I don't see why you would need the defines with offsets hard coded. The & symbol just puts the address of the array or string into var1, var2, and var 3. I'm not sure if you are using arrays or offsets into a particular string. If you are using various string names, this just sets up addresses to the first element of each string.
I haven't tried it, but perhaps var1 var2 var3 could be replaced with var, var, var. This would be an array containing the addresses of the arrays, variables, or strings you are trying to access. Don't take my word for it. Try it.
I'm not sure if I understand what you are trying to do but if the offsets are really the length of strings, you can use this code to determine the length of the string. It just searches the dereferenced pointer until it detects a null. The length of the string is reported in i. There's your string length to calculate the offset to the next string.
uint8 i = 0;
// i contains the length of the string.
I re-read your original post. It seems that the length of strings can change dynamically. You might have to declare a variable as volatile since the compiler will not have any knowledge of dynamic changes at run time.
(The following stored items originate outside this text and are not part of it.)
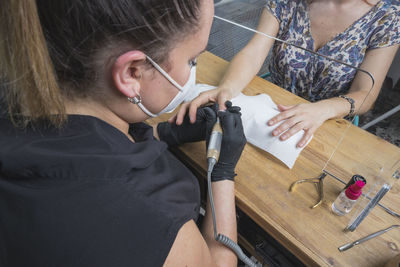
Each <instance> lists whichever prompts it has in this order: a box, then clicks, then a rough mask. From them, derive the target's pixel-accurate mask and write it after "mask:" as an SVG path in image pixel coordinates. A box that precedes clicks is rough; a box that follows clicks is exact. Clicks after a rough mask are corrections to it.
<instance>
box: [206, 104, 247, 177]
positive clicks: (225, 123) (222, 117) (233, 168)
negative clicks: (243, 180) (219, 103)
mask: <svg viewBox="0 0 400 267" xmlns="http://www.w3.org/2000/svg"><path fill="white" fill-rule="evenodd" d="M226 108H227V109H226V111H219V112H218V117H219V119H220V123H221V127H222V132H223V134H222V143H221V151H220V156H219V160H218V162H217V164H215V166H214V169H213V172H212V174H211V181H212V182H217V181H222V180H230V181H233V180H234V178H235V176H236V174H235V167H236V164H237V162H238V161H239V158H240V155H241V154H242V151H243V149H244V146H245V144H246V137H245V136H244V131H243V124H242V119H241V115H242V114H241V113H240V107H236V106H232V103H231V102H230V101H226Z"/></svg>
Referring to my original post.
I wanted to view the calculated addresses of #define I had set up. These are starting addresses for reading various types of information from EEPROM.
I have an originating address and then all the other addresses are relative to it.
Later I may want to add new data structure or make for entries in existing structure and I don't want to have to calculated new positions all the time.
For instance, say one block was storing 5 phone numbers and I set the number of digits to 10, and the following block contained contact names
#define PHONE_NUMBERS 0
#define CONTACTS PHONE_NUMBERS + (NUM_PHONES * DIGITS)
This way I can change PHONE_NUMS or DIGITS and not need to recalculate any addresses. But, when I debug to determine whether right data is in correct location, the #define does not show me the actual value assigned of say "Contacts", but it WILL show me that PHONE_NUMBERS has value of "0". It does not seem to like to show a calculated value for define.
This si what my original post was talking about.